Fast forward, past the season, to this last week.  We went and tried out for the club team that she played for last year.  They have a two hour process, where they give each girl a number.  The coaches stand on the side of the court with clipboards and take notes as the girls do drills.  Each girl had to pick the position they tried out for--nevermind that some have better all around skills--if you were a libero--you try out as a libero, and all they look at is your passing skills.  She didn't even serve the entire tryout, or hit or set.  They proceed at the end of the two hours to divide the girls up into teams.  In the end, Emie ends up on the same team, with the same coach as she had last year.  She is one of only two Sophomores on the team, while they pulled up freshman that never even played this year onto the other team.  I ended up pulling her from the team, since it wasn't going to be a competitive team, and she needs to be at least playing at a varsity level if she's going to make the team next year. Then, we spent the last week going to tryouts for 4 different club teams, only to find out that the best clubs already had rosters filled (they all try out the same day, to prevent people from switching clubs--nice huh?).  After a nightmare week, I finally called a club that Emie's friend plays for, and found her a position on their 17 team that I think will be a good fit for her.  That being said, she will probably be at a disadvantage politically in tryouts because I pulled her from the varsity coaches club team.

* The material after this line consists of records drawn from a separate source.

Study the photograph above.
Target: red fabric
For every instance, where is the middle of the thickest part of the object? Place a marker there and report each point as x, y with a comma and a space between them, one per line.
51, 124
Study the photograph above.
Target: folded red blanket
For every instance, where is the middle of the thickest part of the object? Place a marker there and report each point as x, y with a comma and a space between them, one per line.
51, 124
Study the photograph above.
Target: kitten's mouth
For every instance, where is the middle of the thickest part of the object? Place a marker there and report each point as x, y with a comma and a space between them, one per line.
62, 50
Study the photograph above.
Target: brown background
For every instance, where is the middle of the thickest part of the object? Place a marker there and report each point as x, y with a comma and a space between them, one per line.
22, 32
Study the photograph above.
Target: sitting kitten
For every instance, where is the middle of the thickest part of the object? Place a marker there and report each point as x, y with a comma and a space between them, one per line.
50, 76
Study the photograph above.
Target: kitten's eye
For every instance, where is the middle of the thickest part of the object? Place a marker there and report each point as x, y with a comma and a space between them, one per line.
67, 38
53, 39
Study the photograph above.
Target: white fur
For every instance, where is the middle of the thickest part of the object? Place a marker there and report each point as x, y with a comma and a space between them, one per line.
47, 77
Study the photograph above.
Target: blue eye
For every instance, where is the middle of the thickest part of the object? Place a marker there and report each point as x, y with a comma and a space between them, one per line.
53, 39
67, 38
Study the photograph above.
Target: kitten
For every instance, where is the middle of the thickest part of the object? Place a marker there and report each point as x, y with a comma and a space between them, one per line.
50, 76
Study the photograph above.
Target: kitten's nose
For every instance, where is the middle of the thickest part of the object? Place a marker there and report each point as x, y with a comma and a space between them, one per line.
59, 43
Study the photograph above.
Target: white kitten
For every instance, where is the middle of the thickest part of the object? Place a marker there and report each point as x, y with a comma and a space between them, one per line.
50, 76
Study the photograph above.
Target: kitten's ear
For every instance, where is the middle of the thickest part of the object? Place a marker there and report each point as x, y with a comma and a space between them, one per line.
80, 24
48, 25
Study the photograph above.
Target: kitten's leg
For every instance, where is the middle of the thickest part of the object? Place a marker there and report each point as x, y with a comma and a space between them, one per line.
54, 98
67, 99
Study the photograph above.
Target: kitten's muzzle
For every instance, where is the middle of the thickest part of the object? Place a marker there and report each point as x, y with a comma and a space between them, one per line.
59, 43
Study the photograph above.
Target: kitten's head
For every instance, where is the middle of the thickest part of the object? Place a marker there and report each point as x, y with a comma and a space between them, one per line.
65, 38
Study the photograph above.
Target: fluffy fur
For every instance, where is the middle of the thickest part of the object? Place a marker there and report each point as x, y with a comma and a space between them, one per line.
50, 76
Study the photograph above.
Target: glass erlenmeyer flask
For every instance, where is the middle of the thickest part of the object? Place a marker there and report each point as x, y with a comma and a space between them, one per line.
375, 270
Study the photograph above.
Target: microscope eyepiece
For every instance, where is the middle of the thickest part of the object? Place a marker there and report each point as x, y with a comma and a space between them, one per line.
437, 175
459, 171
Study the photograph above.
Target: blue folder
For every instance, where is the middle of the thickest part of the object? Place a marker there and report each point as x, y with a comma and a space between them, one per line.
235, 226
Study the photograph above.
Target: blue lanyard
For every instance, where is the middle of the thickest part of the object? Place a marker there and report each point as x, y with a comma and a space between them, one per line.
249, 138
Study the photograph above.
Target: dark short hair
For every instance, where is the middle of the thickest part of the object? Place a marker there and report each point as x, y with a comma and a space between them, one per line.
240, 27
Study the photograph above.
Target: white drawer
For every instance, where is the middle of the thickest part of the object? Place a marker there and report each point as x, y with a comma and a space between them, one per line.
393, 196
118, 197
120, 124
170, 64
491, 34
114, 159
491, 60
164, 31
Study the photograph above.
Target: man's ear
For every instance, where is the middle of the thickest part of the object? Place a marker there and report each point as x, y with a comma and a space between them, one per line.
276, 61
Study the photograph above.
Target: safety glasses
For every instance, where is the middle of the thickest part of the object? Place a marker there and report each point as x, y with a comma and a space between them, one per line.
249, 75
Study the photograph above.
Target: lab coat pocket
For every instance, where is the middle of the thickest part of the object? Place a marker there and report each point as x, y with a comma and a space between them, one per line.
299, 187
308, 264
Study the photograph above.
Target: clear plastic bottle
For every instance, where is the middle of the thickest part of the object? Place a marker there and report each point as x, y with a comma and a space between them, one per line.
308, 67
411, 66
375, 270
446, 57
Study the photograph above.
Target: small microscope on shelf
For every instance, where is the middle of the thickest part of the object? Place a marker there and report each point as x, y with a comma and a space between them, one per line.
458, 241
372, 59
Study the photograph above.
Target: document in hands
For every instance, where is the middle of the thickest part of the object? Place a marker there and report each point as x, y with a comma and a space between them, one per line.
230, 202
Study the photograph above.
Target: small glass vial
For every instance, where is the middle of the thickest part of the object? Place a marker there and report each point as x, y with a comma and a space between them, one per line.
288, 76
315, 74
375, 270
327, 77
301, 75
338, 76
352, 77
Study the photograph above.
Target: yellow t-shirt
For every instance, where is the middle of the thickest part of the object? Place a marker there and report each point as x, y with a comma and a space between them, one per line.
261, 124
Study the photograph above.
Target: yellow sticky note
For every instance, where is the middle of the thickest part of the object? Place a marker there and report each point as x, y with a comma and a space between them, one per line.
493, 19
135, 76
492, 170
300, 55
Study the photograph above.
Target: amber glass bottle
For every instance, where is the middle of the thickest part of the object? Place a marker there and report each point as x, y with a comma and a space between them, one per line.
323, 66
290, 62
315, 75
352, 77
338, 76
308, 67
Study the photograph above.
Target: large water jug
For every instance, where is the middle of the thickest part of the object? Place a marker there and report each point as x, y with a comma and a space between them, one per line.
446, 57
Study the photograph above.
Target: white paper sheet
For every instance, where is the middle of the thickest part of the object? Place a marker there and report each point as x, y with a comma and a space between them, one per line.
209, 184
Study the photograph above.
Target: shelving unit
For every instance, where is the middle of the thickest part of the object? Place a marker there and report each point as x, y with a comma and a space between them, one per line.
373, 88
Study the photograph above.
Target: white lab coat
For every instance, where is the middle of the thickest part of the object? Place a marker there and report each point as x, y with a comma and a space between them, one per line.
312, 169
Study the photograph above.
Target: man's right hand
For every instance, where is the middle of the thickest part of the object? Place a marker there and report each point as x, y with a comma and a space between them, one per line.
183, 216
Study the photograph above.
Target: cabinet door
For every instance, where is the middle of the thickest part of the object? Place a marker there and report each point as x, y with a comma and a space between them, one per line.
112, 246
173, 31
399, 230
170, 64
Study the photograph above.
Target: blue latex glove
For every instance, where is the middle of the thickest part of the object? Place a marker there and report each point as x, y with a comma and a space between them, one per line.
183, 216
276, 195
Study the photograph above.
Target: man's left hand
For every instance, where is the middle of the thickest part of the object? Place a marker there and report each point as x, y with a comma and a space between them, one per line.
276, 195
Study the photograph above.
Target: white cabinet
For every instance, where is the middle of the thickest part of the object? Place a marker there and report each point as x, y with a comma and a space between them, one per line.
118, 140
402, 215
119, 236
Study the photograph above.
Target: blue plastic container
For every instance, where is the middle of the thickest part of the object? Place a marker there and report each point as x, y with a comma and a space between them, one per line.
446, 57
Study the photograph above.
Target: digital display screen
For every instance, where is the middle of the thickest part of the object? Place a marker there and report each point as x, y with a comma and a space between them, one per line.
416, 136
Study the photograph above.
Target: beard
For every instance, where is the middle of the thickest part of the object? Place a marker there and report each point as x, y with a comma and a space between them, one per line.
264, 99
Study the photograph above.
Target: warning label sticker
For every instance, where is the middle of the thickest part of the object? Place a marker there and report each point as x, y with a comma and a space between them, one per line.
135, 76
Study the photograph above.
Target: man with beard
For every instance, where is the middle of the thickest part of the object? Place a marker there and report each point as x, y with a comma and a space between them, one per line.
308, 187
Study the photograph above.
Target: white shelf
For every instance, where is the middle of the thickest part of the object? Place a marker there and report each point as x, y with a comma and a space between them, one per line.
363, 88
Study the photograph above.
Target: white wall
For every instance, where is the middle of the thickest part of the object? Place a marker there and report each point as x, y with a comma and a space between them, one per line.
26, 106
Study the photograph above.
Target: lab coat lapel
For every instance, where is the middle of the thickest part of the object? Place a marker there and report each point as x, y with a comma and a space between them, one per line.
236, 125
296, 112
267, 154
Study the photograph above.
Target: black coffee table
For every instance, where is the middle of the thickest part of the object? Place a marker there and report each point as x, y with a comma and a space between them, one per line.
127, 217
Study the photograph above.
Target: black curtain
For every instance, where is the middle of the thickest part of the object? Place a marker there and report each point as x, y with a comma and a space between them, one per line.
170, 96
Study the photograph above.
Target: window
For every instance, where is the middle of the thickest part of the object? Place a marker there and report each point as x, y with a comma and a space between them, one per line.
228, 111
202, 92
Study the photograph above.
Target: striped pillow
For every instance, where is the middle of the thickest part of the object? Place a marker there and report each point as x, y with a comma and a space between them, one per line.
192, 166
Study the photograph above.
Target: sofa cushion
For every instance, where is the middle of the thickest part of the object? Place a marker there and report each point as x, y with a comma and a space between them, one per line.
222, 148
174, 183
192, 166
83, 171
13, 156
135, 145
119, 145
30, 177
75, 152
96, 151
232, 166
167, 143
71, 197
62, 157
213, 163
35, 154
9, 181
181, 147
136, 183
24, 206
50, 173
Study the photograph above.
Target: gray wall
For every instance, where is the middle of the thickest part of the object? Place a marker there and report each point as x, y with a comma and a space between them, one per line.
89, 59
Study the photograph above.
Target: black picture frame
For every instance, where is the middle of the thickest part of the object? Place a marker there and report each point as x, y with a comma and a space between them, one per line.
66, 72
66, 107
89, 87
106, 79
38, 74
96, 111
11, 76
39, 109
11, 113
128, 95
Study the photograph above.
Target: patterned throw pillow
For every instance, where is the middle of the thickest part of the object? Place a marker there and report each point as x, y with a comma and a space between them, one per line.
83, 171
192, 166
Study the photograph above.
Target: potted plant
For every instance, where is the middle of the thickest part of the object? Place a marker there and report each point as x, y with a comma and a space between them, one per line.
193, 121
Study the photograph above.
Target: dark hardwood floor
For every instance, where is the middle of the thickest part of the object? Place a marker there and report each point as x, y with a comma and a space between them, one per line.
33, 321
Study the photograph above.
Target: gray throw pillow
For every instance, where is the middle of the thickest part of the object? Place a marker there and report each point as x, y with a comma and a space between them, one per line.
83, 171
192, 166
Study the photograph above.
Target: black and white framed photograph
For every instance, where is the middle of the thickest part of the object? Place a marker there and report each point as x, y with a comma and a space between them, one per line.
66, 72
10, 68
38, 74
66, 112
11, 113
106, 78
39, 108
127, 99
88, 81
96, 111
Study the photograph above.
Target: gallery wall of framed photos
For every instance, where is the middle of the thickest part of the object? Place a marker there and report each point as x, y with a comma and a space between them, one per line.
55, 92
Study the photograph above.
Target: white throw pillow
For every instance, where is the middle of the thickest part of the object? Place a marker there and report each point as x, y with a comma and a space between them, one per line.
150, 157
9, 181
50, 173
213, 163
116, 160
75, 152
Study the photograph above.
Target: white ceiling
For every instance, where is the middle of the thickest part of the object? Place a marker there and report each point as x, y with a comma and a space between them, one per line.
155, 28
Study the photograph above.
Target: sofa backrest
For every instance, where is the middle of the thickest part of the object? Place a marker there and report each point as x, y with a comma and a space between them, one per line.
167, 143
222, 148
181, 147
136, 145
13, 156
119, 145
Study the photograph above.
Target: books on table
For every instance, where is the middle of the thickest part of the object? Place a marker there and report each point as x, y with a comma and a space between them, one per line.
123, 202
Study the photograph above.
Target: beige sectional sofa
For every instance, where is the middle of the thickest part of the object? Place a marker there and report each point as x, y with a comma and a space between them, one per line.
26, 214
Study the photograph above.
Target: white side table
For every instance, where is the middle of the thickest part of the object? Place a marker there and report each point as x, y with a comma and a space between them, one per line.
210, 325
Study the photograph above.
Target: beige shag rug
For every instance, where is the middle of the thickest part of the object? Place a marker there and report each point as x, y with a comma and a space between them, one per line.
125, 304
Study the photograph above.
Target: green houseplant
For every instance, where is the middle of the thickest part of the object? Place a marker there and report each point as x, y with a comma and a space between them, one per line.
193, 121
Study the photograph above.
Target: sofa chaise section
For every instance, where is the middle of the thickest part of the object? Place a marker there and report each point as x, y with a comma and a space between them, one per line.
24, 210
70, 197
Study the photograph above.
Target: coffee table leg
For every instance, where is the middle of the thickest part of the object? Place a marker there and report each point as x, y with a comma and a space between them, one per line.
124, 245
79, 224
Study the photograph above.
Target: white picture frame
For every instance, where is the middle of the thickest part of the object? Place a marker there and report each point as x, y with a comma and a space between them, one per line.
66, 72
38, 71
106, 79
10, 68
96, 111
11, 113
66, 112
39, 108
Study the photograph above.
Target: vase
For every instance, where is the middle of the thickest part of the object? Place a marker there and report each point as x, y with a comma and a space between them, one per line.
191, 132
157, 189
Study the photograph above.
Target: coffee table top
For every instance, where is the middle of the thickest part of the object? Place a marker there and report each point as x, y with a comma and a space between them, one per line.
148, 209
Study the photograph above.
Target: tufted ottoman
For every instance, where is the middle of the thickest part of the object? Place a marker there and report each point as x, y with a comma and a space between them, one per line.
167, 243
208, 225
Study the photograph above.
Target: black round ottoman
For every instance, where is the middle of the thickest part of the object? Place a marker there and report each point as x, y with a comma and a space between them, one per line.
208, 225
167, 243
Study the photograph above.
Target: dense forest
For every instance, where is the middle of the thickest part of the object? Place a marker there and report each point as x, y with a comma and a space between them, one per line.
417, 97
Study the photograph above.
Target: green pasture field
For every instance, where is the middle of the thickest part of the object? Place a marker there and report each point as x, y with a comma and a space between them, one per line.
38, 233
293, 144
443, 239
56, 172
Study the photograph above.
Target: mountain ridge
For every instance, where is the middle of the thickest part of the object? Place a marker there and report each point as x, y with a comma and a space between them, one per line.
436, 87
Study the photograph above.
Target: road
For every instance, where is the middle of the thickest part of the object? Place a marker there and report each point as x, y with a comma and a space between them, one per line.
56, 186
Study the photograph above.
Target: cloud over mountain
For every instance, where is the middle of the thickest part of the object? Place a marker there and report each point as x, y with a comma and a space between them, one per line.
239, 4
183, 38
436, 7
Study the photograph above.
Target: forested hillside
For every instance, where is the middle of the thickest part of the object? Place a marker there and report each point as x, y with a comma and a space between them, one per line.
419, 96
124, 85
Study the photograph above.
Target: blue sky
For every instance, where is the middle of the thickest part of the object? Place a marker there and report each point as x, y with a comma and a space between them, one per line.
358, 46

After all of this--I have been left with a sour taste in my mouth for sports in general.  Both of my girls played Little League softball every year since they were 5 years old, but what do I find when they get to high school sports?  If your child didn't play club--the coach won't even look at them.  Club softball is a whole other animal!  It is year round, $250 per month, with only a break for the high school season for 3 months.  When you sign the contract, you sign it for 9 months.  This is insanity for anyone--but especially for someone with a large family!  How would I juggle 2 club sports, with two of my children at the same time, and still take care of the other 4 (plus their sports or dance classes).  Not to mention the disadvantage that poor families are put in when they can't possibly afford club sports, although no doubt there are poor parents with gifted athletes who just need developing.  Don't get me wrong--I LOVE sports!  I always have.  But seriously?  Why the push for year round sports?  Why are we participating in this insanity?  As a society, we seem to be taking everything to the extreme, and this atmosphere we have in sports I feel is no exception.  We want our kids to be the biggest, fastest, best athlete, and by gosh we will pay whatever we have to to get them there, even if we have to devote every weekend, every holiday, every Sunday to tournaments so that they can improve.  It's crazy.  Is it really for the love of our kids?  Is it for the love of the game?  Or is it for a parents ego, so they can pat themselves on the back that their kids are way ahead of the others because of all the advantages they have paid for? Whatever it is, I miss the old days, you know, when we played sports for fun.  I miss them a lot.

1 comment:

Michele said...

Extremely well said Tami -- I love love your writing!!! So glad my youngest two are Seniors!